米国際政治学者。1994年米スタンフォード大学で博士号を取得。25歳で同大学フーバー研究所の史上最年少研究員に。98年にシンクタンク、ユーラシア・グループを設立し、政府系機関や金融機関、多国籍企業など約300の顧客を抱える。(写真=Mayumi Nashida)
英国のEU離脱をどう位置付けていますか。
イアン・ブレマー氏(以下、ブレマー):私がシンクタンクを設立した1998年以来で最大の地政学リスクだと考えている。戦後、世界は米国1極の『G1』から、先進国の『G7』、中国やインドを交えた『G20』体制へと極を分散させてきた。そして今や世界に圧倒的なリーダーが存在しない『Gゼロ』の時代に入った。英国のEU離脱はその象徴的な出来事だ。
2001年に米同時多発テロが起きた当時、米国はまだ世界への影響力があり、リーダーシップを発揮してテロ対策を先導した。2008年の金融危機時も、力は弱まりつつあったが、米国を中心に国際的に連携し、金融・財政の両面で対策を打った。
今回は事態を収束する国が見当たらないどころか、英国に続こうとする勢力が増えている。金融市場や世界経済のマイナス要因だけと考えず、欧州全体が長期間にわたって脆弱な状態に陥る、地政学リスクとして捉えるべきだ。すぐに効き目の出るような対策は存在しないため、この先5年、10年はかかる息の長い対応が求められることになる。
欧州は解体の道へ向かっているということでしょうか。
ブレマー:残念ながら国家を超えて共通の価値観でまとまるという実験は失敗に向かっている。今や大欧州の崇高な理念は風前のともしびであり、もう元には戻らないだろう。

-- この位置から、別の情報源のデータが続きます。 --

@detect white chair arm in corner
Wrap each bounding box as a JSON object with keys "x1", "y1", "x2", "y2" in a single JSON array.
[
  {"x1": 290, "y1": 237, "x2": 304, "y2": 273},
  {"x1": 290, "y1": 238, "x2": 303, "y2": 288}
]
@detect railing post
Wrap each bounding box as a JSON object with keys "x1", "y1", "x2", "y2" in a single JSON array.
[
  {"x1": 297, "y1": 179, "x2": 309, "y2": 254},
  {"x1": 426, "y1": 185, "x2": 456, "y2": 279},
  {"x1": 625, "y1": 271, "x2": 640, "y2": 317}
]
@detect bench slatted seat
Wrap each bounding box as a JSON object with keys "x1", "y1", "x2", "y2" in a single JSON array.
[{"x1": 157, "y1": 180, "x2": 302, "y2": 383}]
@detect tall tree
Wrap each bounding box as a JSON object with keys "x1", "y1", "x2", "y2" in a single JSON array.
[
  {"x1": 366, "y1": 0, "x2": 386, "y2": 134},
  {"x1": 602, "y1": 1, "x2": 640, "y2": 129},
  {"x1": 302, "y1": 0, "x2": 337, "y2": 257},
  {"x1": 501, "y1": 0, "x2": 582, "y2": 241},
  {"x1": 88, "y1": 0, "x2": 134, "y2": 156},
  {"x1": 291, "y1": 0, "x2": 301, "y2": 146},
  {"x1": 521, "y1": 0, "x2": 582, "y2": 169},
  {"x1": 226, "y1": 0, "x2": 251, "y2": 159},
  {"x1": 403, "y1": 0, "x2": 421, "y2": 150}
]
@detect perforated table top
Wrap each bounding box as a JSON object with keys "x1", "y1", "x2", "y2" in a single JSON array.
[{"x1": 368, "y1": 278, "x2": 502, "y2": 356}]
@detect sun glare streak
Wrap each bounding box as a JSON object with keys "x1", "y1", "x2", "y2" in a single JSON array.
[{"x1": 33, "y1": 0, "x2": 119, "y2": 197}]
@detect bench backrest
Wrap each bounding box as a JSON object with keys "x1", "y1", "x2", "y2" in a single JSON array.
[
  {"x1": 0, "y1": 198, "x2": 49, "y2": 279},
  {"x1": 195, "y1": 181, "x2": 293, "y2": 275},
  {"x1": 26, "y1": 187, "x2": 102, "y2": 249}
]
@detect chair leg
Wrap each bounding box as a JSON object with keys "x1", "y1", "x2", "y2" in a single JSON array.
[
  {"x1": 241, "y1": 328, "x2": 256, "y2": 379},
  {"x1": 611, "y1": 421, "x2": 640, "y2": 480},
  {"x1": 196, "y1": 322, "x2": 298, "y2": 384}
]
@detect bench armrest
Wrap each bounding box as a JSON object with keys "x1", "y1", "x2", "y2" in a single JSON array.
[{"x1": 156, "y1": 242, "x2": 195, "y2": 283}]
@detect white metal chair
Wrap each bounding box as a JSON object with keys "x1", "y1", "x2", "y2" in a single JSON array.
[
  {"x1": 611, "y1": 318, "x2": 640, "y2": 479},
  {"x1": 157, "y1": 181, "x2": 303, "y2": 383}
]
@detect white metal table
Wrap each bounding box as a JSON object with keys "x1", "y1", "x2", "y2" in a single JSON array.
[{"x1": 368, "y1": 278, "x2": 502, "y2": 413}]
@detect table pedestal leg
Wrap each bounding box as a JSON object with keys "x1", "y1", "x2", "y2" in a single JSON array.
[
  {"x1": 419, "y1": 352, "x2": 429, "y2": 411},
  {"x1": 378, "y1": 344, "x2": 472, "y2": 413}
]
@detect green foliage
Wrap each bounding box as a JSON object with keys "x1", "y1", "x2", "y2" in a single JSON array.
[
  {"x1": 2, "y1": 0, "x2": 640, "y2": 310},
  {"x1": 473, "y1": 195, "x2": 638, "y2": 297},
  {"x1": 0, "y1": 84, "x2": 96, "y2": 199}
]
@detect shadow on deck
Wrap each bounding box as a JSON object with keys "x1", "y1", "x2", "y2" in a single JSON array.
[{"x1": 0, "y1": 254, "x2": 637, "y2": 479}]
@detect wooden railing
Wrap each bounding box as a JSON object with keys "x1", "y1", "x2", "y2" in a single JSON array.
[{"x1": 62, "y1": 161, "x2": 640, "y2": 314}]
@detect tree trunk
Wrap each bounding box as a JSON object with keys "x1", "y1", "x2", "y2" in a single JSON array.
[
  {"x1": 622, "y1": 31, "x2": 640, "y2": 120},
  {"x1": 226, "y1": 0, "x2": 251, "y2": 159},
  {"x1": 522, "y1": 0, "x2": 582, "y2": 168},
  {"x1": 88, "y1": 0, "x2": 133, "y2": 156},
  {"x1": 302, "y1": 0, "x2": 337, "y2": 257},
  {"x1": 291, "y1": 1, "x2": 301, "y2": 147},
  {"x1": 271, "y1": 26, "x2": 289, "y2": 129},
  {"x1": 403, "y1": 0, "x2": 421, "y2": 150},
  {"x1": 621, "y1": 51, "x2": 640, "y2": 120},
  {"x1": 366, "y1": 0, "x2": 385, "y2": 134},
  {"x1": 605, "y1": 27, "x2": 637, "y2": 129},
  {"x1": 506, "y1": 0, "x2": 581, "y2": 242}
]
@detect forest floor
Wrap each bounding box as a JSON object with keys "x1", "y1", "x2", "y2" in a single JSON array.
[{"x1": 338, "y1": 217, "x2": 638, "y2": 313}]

一方で、経済面での結びつきが弱まることはない。EUの単一市場はなくならないだろうし、経済統合プロセスは今後も続くだろう。
EUは拡大を急ぐあまり、ロシアやトルコに拙速に近づきすぎた。EUと彼らでは政治理念や経済価値が違いすぎる。そのひずみが、中東から大量に押し寄せる難民問題や、欧州各国で頻発するテロとなってEUを混乱させた。